Farmington finished 14-6 in the regular season, with a signature win over eventual Division II champion Windsor 74-70 on Jan. 29, and the River Hawks won their last five games of the regular season. Farmington, the ninth seed in Division II, lost 50-47 to Stamford in the second round of the state tournament.

“I feel really good about the work we did this year,” said Witter, who is retired from teaching physical education at Farmington. “Just like I did when I was teaching, everything kind of came together for me as a teacher that (last) year. This past season, everything came together. I knew during the season this was going to be it for me. I wanted to end on a positive note.

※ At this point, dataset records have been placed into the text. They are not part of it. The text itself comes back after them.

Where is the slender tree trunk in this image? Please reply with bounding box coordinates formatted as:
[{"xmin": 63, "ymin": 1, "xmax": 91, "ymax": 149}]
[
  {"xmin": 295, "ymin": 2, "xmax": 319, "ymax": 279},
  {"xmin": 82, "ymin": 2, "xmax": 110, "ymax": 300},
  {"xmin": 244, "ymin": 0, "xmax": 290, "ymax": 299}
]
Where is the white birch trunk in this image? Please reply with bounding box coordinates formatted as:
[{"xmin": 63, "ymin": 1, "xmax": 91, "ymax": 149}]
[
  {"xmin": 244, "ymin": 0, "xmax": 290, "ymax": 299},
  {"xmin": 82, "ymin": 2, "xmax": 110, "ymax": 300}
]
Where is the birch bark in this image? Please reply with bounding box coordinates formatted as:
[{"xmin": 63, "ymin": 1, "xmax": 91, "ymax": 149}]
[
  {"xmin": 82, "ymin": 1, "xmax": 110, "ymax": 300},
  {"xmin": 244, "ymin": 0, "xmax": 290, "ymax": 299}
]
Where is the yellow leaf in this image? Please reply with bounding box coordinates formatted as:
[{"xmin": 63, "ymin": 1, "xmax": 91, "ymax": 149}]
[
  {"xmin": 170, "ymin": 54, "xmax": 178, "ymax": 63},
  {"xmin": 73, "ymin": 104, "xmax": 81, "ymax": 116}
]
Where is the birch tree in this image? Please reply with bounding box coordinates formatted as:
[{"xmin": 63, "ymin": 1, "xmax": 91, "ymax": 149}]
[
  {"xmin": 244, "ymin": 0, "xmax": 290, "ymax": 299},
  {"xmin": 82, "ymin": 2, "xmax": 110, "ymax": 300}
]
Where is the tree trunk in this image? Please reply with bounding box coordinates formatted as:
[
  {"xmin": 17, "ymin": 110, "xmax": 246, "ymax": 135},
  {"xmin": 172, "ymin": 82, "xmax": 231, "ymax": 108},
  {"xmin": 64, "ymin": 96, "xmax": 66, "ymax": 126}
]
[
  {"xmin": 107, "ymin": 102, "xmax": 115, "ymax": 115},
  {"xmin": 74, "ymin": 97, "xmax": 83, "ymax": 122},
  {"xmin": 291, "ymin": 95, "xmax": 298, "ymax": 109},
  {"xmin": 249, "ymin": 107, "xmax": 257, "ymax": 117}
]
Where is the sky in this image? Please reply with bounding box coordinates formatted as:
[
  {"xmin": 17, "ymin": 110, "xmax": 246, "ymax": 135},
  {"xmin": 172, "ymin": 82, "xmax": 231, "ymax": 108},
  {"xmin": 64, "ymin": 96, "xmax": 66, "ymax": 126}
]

“The kids overachieved; they surprised me. We were able to do some things we had not done before. We were playing really well down the stretch. Unfortunately, we ran into a Stamford team that was really good defensively and we just didn’t shoot the ball well in the state tournament or maybe we would have gotten a little farther.”

In June 2019, Witter was diagnosed with leukemia but after treatment, he returned to teach at Farmington that fall and coached the 2019-20 basketball season that was cut short by the pandemic.

After being in remission for seven months, the leukemia returned and he had to undergo a bone marrow transplant, forcing him to miss the following school year and the pandemic-shortened season.

He returned to coach Dec. 16, 2021 in a game against Northwest Catholic.

Witter won 345 games in his tenure and his team won the Division III state title in 2019.

“It’s bittersweet,” he said. “I think it was time.

“The hard part is that it didn’t start out this way. My plan wasn’t to be Coach Witter. My plan was just to be a physical education teacher. Then the coaching thing kind of happened and it became who I am. I’m a dad to my two sons, husband to my wife, but everybody knows me as Coach Witter. It’s hard to step away from who you are.”